DRUGS: Mennonites and Time’s `Flower Girls’

Mennonite one-room school house near Cuauhtemoc, Chihuahua

Time Magazine has published a set of photos of an Old Colony Mennonite community in Durango, Mexico, titling it The Flower Girls. Check them out. Tell me what you think. I find the photos are sweet, delicate, beautiful, and only hint at the disaster that has befallen most of these Mennonite communities, which have tried mightily to separate themselves from the world.

The Mennonite communities in Chihuahua are replete with severe problems of inbreeding, domestic violence, benighted education, alcoholism, and, in the last 20 years, drug trafficking, particularly in the colonies near Cuauhtemoc, Chihuahua, four hours south of Ciudad Juarez.

Mennonites came to Mexico from Canada in the 1920s, invited by the government that wanted to colonize the north to avoid further US depredations. Those who came to escape the world were masterful farmers and cheesemakers. But in time they suffered from the same problems as other Mexican farmers: drought, lack of credit, etc. Many in the Chihuahua colonies turned to drug smuggling — some full time and some to pay an urgent debt. I ran into these folks in 2003 and included a chapter on the harrowing result — the scariest moment of my reporting life — in my second book, Antonio’s Gun and Delfino’s Dream.

I like the Time photos immensely, but from them you’d not guess much of the reality of Old Colony Mennonite life in Mexico.

For many of these world-rejecting Mennonites, it always seemed to me that their very attempt to isolate themselves made them  vulnerable to the worst the modern world has to offer. Many I spoke with described their people as lambs, unprepared for what they would encounter outside their community. Some likened it to Indians’ lack of exposure to small pox before the Europeans came.

I’ve included a photo above of a one-room schoolhouse, taught by a man with barely a bad sixth-grade education, which is how Mennonite kids are still schooled in the colonies near Cuauhtemoc, Chihuahua. Would  love your comments on the Time photos.

2 Comments

Filed under Drugs, Mexico

2 Responses to DRUGS: Mennonites and Time’s `Flower Girls’

  1. samquinones

    Kevin — yes, it’s my impression that, in fact, many Mennonites are not suffering the problems faced by those in parts of Mexico.

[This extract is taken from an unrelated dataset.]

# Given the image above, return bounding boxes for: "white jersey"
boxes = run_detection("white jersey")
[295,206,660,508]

    I’d also agree — the Old Colony church I saw reminded me of nothing so much as the pre-Reformation Catholic Church: masses in a language no one understood, many prohibitions, not much reading, or understanding, of the Bible.

  2. Kevin Miller

    As a more modern Mennonite in Indiana, I find your characterization of these Old Colony Mennonites poignant. Their struggle to be in the world but not of it in this case doesn’t seem to account for the fact that worldliness is a product from within just as it is an evil ready to overtake us from without. Some of these Mennonites in Mexico may fall prey to the lure of fast drug money, but too many of us in the Mennonite church I belong to here succumb to the base materialism of our capitalist system. Were he alive, Menno Simons would call for radical renewal in both of our churches, even as he did in the European churches nearly 500 years ago.
    I was able to visit with German-speaking Old Colony Mennonites in Belize not long ago and there found morally scrupulous people who are living separately from the world. One of the young men I talked with had a visible and debilitating eye injury from a bullet wound from a particular outsider “from town” who for a time regularly raided the colony to steal money from these nonresistant, pacifist people. The man was eventually caught by Belize police and sent to jail for a number of years. Under the flicker of a latern’s light, I asked the injured young Mennonite if he was able to forgive the man who had shot him, and he answered yes. He then told me how he and others had cut and hewn lumber from the local forest to build a house for the convicted man when his house had burned down while he was in jail, leaving his wife and children homeless. After he got out of jail, the man remained in touch, occassionally attending church services with them. Why had they returned good for evil? “We are to love our enemies as Jesus said,” was his simple answer.